A BML was defined as an ill-defined area of increased signal intensity on T2-weighted images in the subchondral bone, extending away from an articular surface or at places where traction changes occur [23]. The lesions were graded as follows: grade 0, absent; grade 1, minimal (<5 mm); grade 2, moderate (5–2 cm); grade 3, severe (>2 cm).
A meniscal tear was defined as a region of intermediate signal intensity on PD-weighted images within the meniscus, communicating with its superior and/or inferior surfaces or inner margin, on more than one slice [24]. The meniscal roots were examined also.
Meniscal subluxation was defined as protrusion over the edge of the tibial plateau seen at the level of the body of the meniscus on coronal PD-weighted images and was graded as follows: grade 0, absent; grade 1, minimal (<1/3 width of the meniscus bulging); grade 2, moderate (1/3–2/3 meniscal width involved); grade 3, severe (>2/3 meniscal width involved).
Osteophytes were defined as focal bony excrescences, seen on axial, sagittal, or coronal images, extending from a cortical surface. Osteophytes were further specified as being marginal, intercondylar, or central. Osteophytes were assessed using the following scale: grade 0, absent; grade 1, minimal (<3 mm); grade 2, moderate (3–5 mm); grade 3, severe (>5 mm) [25].
Subchondral cysts were defined as well-defined foci of high signal intensity on T2-weighted images, in the cancellous bone underlying the joint cartilage. Their greatest dimension was measured and they were graded as follows: grade 0, absent; grade 1, minimal (<3 mm); grade 2, moderate (3–5 mm); grade 3, severe (>5 mm).
The presence of joint effusion was evaluated on T2-weighted coronal, sagittal, and axial sequences. A joint effusion was assumed to be absent when only a small physiological sliver of synovial fluid was observed. A small effusion was scored as present when a small amount of fluid distended one or two of the joint recesses (suprapatellar pouch, medial or lateral patellar recess, dorsal tibiofemoral joint space, popliteal tendon sheath, recesses surrounding the cruciate ligaments, meniscosynovial recesses), a moderate effusion when more than two joint recesses were partially distended, and massive effusion when full, marked distention of all the joint recesses was present.
Statistical analysis
Logistic regression analysis was used to calculate odds ratios (ORs) and 95% confidence intervals (CIs) to determine a relation between MR parameters seen at baseline and JSN on radiographs 2 years later for the entire population and separately for the KL < 2 group and KL ≥ 2 of patients. The ORs were adjusted for sex, age, BMI, and family effect using STATA 8.0 for Windows (STATA Corp, TX, USA). These ORs were then converted to relative risks (RR) and 95% CI were calculated also using the formula described by Zhang and Yu [26].

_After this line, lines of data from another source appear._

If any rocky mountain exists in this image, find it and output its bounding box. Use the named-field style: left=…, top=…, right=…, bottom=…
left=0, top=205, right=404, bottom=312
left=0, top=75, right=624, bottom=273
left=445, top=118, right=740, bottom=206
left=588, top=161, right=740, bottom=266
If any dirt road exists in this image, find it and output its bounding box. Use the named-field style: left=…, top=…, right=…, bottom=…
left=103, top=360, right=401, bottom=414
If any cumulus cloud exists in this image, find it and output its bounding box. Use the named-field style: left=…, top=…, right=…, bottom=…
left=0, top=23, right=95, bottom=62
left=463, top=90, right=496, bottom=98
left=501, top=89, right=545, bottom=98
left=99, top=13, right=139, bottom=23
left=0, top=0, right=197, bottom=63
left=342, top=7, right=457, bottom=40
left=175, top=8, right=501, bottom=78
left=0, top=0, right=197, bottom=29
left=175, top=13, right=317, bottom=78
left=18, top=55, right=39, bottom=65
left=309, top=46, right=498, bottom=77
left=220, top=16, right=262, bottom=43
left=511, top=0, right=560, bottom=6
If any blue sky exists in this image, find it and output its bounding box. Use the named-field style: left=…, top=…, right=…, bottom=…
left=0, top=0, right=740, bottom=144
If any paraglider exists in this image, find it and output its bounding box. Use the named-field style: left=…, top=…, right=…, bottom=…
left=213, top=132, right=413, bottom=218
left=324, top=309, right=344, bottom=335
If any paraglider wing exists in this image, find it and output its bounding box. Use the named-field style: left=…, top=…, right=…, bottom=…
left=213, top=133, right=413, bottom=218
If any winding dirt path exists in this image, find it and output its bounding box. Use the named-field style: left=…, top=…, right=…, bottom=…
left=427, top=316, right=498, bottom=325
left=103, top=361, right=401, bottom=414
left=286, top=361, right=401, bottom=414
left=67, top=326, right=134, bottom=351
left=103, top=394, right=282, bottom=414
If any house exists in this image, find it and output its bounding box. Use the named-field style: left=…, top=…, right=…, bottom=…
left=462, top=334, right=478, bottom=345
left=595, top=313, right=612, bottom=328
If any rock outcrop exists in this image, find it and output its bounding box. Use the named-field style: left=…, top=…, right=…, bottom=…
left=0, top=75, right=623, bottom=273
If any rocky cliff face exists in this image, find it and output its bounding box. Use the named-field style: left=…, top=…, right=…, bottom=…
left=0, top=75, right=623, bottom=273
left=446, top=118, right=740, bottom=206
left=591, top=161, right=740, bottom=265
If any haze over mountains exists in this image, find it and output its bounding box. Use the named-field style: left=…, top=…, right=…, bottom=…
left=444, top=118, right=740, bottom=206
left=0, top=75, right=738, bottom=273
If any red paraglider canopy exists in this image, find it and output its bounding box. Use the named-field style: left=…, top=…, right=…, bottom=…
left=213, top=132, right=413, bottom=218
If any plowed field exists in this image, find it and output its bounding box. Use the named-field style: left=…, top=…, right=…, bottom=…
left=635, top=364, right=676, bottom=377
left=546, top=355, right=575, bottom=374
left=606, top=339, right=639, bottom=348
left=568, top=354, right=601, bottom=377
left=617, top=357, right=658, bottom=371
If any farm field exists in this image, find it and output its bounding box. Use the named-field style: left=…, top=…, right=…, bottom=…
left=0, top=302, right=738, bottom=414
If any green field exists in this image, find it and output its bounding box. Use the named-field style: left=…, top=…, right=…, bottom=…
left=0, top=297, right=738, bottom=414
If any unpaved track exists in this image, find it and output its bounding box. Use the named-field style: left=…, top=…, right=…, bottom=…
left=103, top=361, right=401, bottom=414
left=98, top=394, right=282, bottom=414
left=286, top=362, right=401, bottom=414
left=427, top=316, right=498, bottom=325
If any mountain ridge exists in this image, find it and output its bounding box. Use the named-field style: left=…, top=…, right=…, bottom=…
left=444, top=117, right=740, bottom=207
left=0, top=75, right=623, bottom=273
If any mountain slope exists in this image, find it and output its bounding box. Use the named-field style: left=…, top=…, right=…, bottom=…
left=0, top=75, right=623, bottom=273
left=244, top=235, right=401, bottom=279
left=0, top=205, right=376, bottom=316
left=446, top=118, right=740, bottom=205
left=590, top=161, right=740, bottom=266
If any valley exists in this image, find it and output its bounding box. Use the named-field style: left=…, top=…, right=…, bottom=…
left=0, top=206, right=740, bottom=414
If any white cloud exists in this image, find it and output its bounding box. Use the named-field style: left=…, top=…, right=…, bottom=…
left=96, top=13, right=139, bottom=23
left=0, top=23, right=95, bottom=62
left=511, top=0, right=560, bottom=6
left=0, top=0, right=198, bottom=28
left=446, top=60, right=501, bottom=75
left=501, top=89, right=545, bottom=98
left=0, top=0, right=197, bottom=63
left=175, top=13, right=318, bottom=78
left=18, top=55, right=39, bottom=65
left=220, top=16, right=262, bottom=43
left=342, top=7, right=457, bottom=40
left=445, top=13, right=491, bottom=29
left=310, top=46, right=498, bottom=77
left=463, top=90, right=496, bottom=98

In patients showing JSN, the baseline grades were subtracted from the scores 2 years later. For cartilage, change in either diffuse thinning or focal thinning on either the femur or tibia facet was considered to be progression. This was also the case for osteophytes, BML, and subchondral cysts. For meniscal tears and subluxation, progression was considered to be a new tear or extension of the original tear into any of the other compartments (anterior, body, or posterior). This was analyzed also by subtracting the baseline score from the score 2 years later.